VIDAL COMPRA UN TREN para 20 km en un lugar hostil
Vidal viaja con toda su comitiva a Córdoba a publicitar un tren turístico que recorrerá 20 kilómetros entre Jaramillo y Fitz Roy
Vidal publicita la compra de un tren turístico para 20 kilómetros en un lugar inhóspito en Santa Cruz
En medio de un contexto provincial complicado, con reclamos constantes por salarios públicos, falta de empleo genuino, deficiencias en salud y educación en el interior, y rutas que siguen siendo un problema diario, el gobernador Claudio Vidal viajó con su comitiva a Córdoba para avanzar en la adquisición de material rodante en Materfer. Se trata de un coche motor turístico destinado al tramo Jaramillo-Fitz Roy, 20 kilómetros en la estepa norte, un territorio inhóspito y de baja densidad poblacional.
El anuncio se suma a otras iniciativas de perfil turístico, como la pileta flotante en El Calafate. Para el gobierno, representa acción y recuperación patrimonial. Para muchos santacruceños, genera dudas sobre las prioridades reales cuando las necesidades básicas siguen pendientes.
El contexto provincial
Santa Cruz enfrenta desafíos estructurales. Los sueldos del sector público, principal fuente de empleo formal en muchas localidades, generan tensiones recurrentes ante el costo de vida. En salud y educación, las distancias y la falta de recursos afectan especialmente al interior. El empleo estable más allá de la administración y las obras temporales sigue siendo una deuda. En este escenario, un tren turístico de corto recorrido en la estepa norte llama la atención.
Lo que propone el gobierno
Según la visión oficial, el proyecto busca recuperar el histórico ramal ferroviario inactivo por casi 50 años. El primer paso es el tramo Jaramillo-Fitz Roy como corredor turístico y patrimonial. Se destaca su valor histórico ligado a la Patagonia Rebelde, la generación de empleo local en turismo y servicios, y la diversificación productiva en el norte (turismo + eventual logística).
La visita a Materfer se presentó como un paso concreto: avanzar en la compra de la primera unidad (dupla o coche motor) para poner en marcha el servicio. El plan apunta a extender progresivamente el corredor, combinando identidad, turismo y oportunidades económicas. El gobernador ha enfatizado que se recupera historia y se generan nuevas chances para las comunidades.

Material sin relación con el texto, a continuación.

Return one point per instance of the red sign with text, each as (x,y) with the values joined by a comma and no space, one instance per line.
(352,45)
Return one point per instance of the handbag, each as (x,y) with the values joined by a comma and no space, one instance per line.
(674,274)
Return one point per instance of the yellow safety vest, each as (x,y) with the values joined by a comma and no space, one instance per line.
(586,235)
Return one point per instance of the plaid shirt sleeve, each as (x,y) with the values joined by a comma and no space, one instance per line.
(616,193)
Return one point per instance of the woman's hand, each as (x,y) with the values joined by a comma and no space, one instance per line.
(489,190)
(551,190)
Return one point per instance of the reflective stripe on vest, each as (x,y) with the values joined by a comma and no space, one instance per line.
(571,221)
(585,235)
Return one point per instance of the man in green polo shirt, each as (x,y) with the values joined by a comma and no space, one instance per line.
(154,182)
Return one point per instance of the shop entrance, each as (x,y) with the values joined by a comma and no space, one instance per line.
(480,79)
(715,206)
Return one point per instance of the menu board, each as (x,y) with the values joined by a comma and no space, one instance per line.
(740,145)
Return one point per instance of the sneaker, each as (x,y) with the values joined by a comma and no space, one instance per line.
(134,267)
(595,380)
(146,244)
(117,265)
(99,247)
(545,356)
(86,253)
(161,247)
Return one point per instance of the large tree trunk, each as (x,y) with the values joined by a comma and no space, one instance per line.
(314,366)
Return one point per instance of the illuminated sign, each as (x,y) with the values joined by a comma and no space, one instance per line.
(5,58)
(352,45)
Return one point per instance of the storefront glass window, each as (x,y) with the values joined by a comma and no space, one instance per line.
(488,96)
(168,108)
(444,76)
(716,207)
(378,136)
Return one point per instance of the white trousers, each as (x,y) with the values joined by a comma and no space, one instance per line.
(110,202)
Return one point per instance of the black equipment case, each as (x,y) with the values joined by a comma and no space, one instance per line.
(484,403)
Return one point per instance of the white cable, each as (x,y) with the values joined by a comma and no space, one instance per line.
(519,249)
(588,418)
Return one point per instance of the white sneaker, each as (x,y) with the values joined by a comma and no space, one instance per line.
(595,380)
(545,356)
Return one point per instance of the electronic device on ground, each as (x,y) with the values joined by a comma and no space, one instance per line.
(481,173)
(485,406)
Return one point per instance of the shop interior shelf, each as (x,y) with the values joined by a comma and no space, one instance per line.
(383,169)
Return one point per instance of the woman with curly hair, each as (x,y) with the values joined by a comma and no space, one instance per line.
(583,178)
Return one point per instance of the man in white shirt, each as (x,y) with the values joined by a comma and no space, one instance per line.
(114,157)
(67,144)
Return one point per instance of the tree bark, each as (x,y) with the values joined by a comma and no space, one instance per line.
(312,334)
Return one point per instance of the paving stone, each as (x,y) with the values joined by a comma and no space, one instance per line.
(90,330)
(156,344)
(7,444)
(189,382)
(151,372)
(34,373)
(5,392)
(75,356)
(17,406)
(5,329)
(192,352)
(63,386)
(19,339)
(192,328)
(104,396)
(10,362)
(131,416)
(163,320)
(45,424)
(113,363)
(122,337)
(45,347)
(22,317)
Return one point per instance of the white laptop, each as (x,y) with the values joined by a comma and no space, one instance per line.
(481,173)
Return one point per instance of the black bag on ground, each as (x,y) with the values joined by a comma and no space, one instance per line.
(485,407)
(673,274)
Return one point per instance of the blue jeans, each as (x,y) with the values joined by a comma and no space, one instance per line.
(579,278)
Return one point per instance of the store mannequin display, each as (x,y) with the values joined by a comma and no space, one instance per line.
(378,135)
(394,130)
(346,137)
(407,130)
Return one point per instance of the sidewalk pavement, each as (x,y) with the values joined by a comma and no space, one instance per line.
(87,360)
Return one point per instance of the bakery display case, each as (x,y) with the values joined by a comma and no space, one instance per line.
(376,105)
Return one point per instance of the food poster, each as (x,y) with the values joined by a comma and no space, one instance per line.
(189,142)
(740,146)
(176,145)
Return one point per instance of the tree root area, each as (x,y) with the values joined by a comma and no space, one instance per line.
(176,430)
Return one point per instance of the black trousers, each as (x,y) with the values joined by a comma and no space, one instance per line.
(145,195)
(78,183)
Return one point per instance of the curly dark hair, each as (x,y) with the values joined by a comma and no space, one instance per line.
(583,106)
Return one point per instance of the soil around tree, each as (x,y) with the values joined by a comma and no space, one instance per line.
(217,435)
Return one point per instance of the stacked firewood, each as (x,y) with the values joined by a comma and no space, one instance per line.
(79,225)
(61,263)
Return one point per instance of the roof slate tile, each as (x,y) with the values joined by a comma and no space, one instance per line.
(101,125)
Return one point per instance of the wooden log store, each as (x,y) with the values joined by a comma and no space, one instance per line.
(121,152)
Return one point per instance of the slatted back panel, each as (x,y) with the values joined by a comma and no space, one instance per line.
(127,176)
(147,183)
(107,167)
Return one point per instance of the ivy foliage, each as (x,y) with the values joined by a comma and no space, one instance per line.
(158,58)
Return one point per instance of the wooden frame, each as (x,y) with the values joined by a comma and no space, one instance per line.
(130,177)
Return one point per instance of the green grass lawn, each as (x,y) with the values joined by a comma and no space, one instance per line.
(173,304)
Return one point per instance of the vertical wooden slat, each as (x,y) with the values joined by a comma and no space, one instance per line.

Análisis crítico: prioridades y oportunidad
El valor simbólico del tren es innegable. Recuperar patrimonio ferroviario puede fortalecer la identidad santacruceña. Sin embargo, el cuestionamiento central es el momento y la escala. En un territorio hostil, mantener un tren turístico implica costos altos de operación y conservación. ¿Generará el flujo de visitantes suficiente para justificarlo, cuando el turismo provincial ya tiene polos consolidados?
Más allá de eso, surge la pregunta de las prioridades. Mientras se publicita esta compra, las demandas de trabajadores por salarios dignos, mejoras en hospitales y escuelas, y soluciones concretas en infraestructura vial siguen vigentes. Proyectos de alto perfil generan buena imagen, pero el impacto real en el día a día de la gente es limitado si no vienen acompañados de respuestas estructurales.
El gobierno busca mostrar gestión y cumplimiento de promesas históricas. La intención es iniciar con un tramo manejable para luego escalar, atrayendo turismo y fomentando arraigo. Pero desde una mirada crítica, existe el riesgo de que se priorice lo visible y simbólico por sobre lo urgente: empleo de calidad, servicios básicos y conectividad real para todos los santacruceños.
Santa Cruz necesita recuperar su historia, sí. Pero también —y con urgencia— atender las necesidades presentes de su gente. El tren puede ser una herramienta si forma parte de un plan integral. De lo contrario, corre el riesgo de quedar como un símbolo más en medio del desierto.